Belowground microbial solutions to aboveground plant problems
Researchers from the Max Planck Institute for Plant Breeding Research (MPIPZ) have discovered that signalling occurring from the response of plant leaves to light, and plant roots to microbes, is integrated along a microbiota-root-shoot axis to boost plant growth when light conditions are suboptimal.
Land plants – plants that live primarily in terrestrial habitats and form vegetation on earth – are anchored to the ground through their roots, and their performance depends on both the belowground soil conditions and the aboveground climate. Plants utilise sunlight to grow through the process of photosynthesis where light energy is converted to chemical energy in chloroplasts, the powerhouses of plant cells. Therefore, the amount and quality of light perceived by chloroplasts through light absorbing pigments, such as chlorophyll, is a defining factor in plant growth and health. A substantial amount of the chemical compounds produced during the conversion of light energy to chemical energy, termed photoassimilates (mainly sugars), is translocated to the plant root compartment and invested in the surrounding soil to sustain microbial growth. Consequently, roots harbour complex microbial communities of bacteria and filamentous eukaryotes (i.e., fungi and oomycetes), and the composition of these communities profoundly influences plant performance. However, the extent to which plants can take advantage of belowground microbes to orchestrate aboveground stress responses remains largely unexplored. Now, in a new study published in Nature Plants, Stéphane Hacquard and his colleagues from the Department of Plant-Microbe Interactions at the MPIPZ in Cologne, Germany, shed light on these aboveground-belowground connections.
To tackle this question, the first author of the study Shiji Hou performed experiments where the aboveground light conditions and the belowground microbial conditions could be controlled. By comparing the growth of Arabidopsis thaliana (Thale Cress) grown in the absence of root microbes (i.e., germ-free) to those colonized by a complex community of 183 bacteria, 24 fungi and 7 oomycetes, the researchers observed that the presence of microbes rescued the plant growth-deficiency observed under low light conditions. Inoculation experiments with leaf pathogens further indicated that plants colonized by microbes were also more resistant to aboveground leaf pathogens than germ-free control plants, indicating that the presence of root microbes can promote both plant growth and defence under low light.

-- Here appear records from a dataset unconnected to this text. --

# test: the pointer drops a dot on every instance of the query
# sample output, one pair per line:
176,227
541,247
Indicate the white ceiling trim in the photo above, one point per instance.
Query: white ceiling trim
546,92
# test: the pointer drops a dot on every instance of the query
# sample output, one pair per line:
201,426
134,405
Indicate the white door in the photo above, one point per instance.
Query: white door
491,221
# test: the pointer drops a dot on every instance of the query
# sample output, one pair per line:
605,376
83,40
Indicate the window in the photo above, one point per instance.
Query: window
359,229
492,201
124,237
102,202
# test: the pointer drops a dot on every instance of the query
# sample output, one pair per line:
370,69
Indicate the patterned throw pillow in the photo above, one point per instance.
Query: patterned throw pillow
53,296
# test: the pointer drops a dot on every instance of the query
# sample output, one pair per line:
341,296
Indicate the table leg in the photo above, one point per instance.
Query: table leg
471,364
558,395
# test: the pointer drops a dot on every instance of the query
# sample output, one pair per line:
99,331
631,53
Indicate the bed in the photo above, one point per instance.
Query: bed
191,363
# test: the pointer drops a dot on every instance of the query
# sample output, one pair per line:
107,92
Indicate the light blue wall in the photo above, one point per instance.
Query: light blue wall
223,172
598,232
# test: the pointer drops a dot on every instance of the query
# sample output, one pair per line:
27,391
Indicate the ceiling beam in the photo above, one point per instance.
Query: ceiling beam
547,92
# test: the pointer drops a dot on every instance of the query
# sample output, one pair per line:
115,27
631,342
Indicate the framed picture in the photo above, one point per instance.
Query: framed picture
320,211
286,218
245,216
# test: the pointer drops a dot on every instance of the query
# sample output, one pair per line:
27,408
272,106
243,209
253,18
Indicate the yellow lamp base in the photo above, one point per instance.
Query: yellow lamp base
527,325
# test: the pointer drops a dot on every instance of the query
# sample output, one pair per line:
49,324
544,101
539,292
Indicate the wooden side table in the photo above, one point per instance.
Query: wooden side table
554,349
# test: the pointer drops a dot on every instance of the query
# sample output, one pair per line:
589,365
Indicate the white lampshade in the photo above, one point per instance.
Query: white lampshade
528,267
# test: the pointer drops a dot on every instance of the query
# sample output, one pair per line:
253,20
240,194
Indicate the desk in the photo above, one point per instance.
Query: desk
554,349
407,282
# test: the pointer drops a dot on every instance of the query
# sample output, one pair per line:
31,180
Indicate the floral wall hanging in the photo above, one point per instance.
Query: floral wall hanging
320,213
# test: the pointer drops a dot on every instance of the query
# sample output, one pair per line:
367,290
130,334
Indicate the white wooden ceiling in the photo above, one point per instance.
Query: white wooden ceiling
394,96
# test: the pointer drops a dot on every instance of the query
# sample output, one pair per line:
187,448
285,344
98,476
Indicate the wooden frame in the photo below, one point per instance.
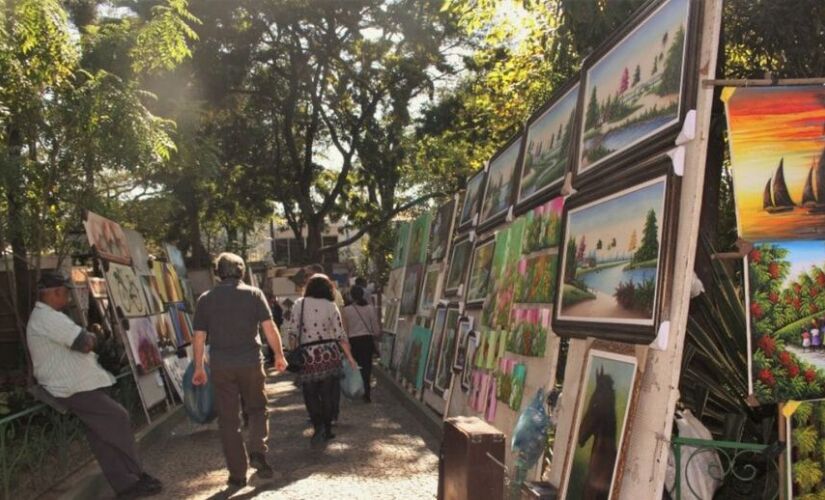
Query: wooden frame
546,117
507,157
627,325
600,69
476,300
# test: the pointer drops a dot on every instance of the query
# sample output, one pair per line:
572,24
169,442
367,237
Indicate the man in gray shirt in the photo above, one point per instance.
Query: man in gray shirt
229,316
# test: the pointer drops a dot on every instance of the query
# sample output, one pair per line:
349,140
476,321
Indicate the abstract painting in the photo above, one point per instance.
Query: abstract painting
126,290
634,91
598,433
550,137
777,149
107,238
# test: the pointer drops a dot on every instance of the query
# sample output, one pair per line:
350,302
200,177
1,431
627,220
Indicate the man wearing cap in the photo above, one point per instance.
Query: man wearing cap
229,315
66,366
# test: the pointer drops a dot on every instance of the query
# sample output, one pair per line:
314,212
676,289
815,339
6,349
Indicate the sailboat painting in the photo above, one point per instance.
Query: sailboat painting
777,148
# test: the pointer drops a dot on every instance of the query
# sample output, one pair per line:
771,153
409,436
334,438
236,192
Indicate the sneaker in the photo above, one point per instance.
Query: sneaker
258,462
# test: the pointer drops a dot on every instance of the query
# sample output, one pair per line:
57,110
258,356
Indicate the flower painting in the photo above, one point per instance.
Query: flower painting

By comparing growth and defence responses of colonized plants between the two light conditions, the scientists observed that investment in growth under low light conditions came at the cost of defence, since microbiota-induced defence responses were reduced and plants were more susceptible to leaf pathogens under low light. Based on this observation, the authors of the study then hypothesized that when light conditions are suboptimal, plants favour microbe-induced growth over microbe-induced defence responses. To test this hypothesis, the researchers screened different A. thaliana mutants to identify those that failed to invest in growth under low light. Consistent with their hypothesis, the identified mutants were better at resisting leaf pathogens instead. Furthermore, the scientists found that the presence of the host transcription factor MYC2 was crucial to tip the balance in favour of microbiota-induced growth instead of microbiota-induced defence under low light conditions.

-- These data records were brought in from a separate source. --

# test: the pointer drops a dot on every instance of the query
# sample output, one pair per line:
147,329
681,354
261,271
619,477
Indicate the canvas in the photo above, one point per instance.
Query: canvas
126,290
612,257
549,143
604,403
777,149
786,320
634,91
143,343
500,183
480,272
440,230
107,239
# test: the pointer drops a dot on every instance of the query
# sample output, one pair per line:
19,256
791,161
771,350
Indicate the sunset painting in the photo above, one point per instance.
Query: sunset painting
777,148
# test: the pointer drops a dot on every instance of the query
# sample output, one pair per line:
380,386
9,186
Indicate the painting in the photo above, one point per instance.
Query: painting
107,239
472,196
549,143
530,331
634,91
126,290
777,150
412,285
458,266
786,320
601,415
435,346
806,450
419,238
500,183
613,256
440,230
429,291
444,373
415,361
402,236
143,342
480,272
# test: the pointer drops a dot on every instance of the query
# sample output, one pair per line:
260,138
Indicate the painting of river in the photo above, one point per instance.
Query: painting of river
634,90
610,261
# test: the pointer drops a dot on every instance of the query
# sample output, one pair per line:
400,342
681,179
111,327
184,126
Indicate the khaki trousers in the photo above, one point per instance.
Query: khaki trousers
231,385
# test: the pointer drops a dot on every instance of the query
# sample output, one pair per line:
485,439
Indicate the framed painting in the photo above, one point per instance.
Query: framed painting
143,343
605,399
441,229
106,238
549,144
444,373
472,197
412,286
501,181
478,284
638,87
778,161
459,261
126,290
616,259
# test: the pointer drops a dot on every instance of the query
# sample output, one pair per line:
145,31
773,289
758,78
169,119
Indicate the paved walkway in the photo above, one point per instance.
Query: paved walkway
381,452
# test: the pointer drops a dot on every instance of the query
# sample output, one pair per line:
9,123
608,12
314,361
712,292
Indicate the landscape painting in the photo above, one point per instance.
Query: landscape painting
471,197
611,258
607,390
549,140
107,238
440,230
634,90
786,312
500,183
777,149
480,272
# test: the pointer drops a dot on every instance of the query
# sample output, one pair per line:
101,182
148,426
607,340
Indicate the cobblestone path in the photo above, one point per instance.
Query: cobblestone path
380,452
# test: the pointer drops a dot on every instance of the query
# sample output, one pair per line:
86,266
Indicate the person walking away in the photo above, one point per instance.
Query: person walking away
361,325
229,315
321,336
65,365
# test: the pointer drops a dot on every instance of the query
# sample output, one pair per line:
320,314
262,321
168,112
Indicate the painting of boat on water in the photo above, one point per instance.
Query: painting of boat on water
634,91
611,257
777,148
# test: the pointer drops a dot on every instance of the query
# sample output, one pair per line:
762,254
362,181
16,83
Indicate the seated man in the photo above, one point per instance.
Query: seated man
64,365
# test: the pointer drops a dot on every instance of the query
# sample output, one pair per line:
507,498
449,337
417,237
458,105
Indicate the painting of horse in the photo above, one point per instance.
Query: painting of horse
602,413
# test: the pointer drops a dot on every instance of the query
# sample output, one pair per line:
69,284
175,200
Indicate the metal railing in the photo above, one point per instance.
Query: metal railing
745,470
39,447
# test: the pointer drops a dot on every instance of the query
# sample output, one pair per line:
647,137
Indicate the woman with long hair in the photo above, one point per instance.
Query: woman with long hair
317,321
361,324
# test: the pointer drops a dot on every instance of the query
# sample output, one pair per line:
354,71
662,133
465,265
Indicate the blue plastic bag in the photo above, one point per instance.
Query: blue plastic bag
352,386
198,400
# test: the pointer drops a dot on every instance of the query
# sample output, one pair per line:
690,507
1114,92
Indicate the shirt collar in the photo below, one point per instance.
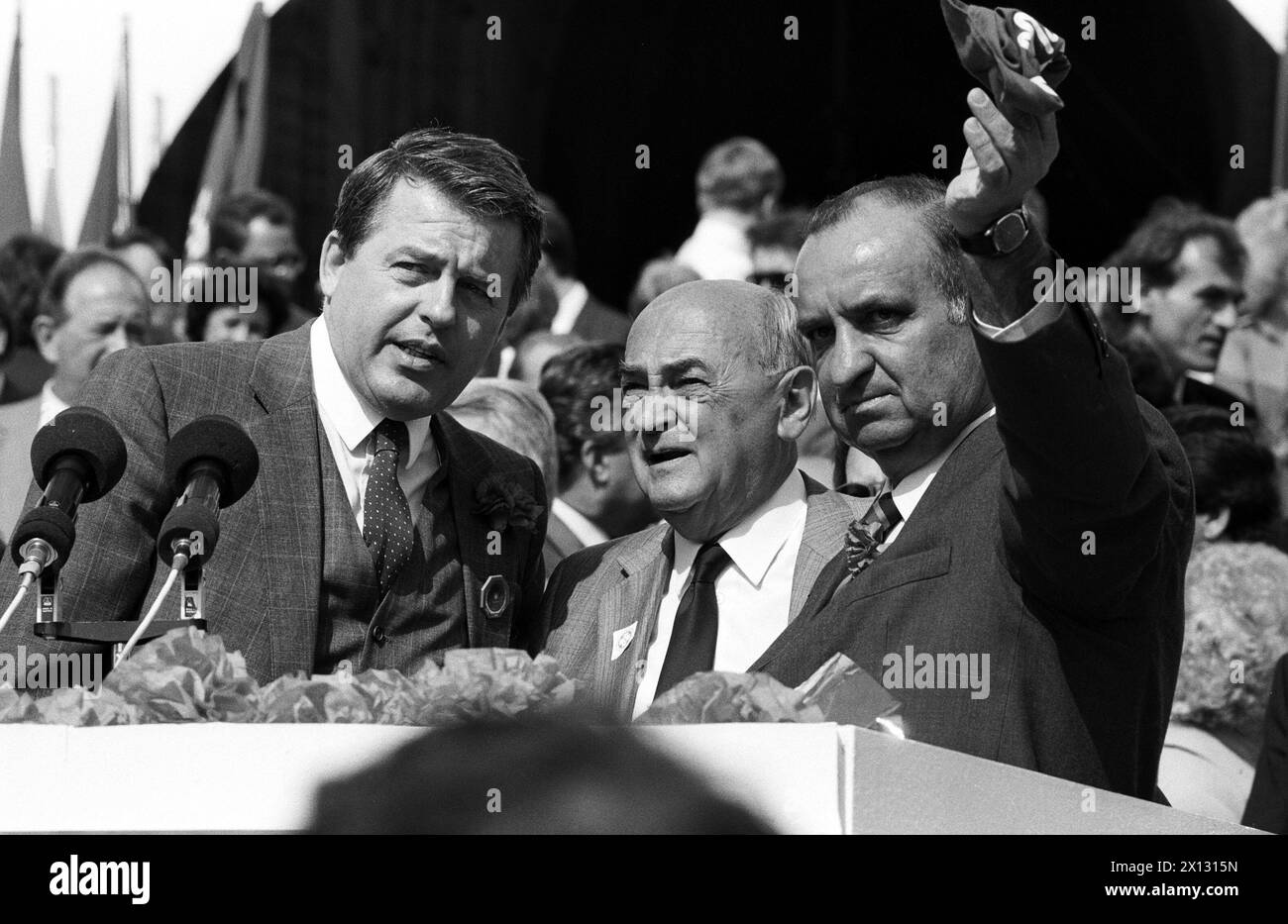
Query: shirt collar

The researchers then went on to investigate whether the make-up of the microbial community belowground could explain aboveground investment in growth at the expense of defence under low light. To do this, they analysed the composition of the root microbiota across the different A. thaliana mutants and observed that the bacterial community composition was markedly different depending on whether the different plants invested in growth under low light. This experiment led to the identification of 67 bacterial strains that were predicted to be associated with plant growth rescue under low light. To test a potential causal link, the researchers prepared three different bacterial communities composed of either: 1) all 183 strains, 2) the 183 strains lacking the 67 strains predicted to be important for growth rescue or 3) the 67 strains alone. Remarkably, A. thaliana wild-type plants colonized with the 67-member community invested in growth under low light, whereas those colonized by the community lacking these bacterial strains did not, instead favouring better resistance to leaf infection by pathogens.
In the words of study lead Stéphane Hacquard: “Our results suggest that plant growth and defence responses are engaged in different feedback loops with the root microbiota depending on aboveground light conditions. It is likely that light-induced change in root exudation profiles is an important mechanism that stimulates the growth of particular beneficial bacterial root commensals that boost plant growth, in the expense of defence responses under low light”. The observation that microbiota-root-shoot-circuits exist in plants is reminiscent of recent results obtained in the context of the microbiota-gut-brain axis in animals, where a direct link between gut commensals and brain functions was uncovered. The results suggest that bacterial root and gut commensals have important functions in modulating stress responses not only locally, but also in distant host organs.
These findings have important applications for utilizing belowground microbes to promote aboveground stress responses in plants. By applying the knowledge gained in this study it would now be conceivable to design synthetic microbial communities with modular functions that could be used to promote plant resistance to particular biotic or abiotic stresses, and ultimately promote plant health in nature.